Last month, we talked about French scientists uncovering an ancient virus from Siberia that they plan to resurrect in their lab. Well, this time around, the gamble is taken to a whole new level, with a Russian scientist injecting himself with 3.5 million-year old bacteria that was salvaged from the permafrost region of Siberia. The man in question here – Anatoli Brouchkov, envisions this antediluvian bacteria as a sort of ‘elixir of youth’ that could possibly lengthen his life. And, while he doesn’t really know how such an incredible biological scope could work, he put forth the example of aspirin and lack of prevalent knowledge regarding this common medication.
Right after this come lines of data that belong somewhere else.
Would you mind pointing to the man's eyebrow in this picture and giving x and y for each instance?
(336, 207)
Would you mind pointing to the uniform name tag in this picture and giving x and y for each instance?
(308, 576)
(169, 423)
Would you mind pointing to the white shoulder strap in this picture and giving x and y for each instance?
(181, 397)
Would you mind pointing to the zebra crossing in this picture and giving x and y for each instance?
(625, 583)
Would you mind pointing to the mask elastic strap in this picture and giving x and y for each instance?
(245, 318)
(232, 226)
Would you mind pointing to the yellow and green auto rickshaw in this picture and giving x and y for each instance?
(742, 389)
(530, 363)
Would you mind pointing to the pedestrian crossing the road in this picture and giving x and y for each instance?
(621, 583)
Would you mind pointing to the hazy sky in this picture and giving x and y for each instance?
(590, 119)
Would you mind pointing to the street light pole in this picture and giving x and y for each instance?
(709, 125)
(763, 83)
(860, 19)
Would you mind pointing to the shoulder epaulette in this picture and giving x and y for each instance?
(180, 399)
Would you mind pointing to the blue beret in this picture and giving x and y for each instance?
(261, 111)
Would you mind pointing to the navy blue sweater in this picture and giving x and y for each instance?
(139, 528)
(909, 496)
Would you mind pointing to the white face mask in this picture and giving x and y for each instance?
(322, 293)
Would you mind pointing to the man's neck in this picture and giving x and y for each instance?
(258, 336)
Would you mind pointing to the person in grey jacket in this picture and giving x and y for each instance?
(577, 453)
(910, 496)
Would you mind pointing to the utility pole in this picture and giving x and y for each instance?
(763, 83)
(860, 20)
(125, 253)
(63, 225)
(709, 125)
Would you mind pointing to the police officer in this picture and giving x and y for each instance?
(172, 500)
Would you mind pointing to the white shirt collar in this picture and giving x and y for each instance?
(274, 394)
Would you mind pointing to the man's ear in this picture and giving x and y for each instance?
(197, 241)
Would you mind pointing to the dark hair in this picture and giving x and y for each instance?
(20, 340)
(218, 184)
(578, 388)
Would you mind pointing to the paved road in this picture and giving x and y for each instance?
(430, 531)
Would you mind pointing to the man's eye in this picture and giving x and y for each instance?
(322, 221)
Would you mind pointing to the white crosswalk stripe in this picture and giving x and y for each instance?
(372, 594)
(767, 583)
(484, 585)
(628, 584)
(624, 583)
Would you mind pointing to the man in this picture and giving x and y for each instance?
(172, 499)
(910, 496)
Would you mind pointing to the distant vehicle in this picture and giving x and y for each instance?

Now, while the aforementioned French scientists made their credible hypothesis on how such ancient microorganisms can be potentially harmful to humans, Brouchkov is apparently not concerned about any baleful effects. According to him, this particular bacterial strain has been in contact with the local Yakut people of Siberia on account of the permafrost thawing. He also claims to have further noticed that instead of having any adverse effect, the bacteria seems to have induced better health and longer lifespans in the native human population, when compared to other nations.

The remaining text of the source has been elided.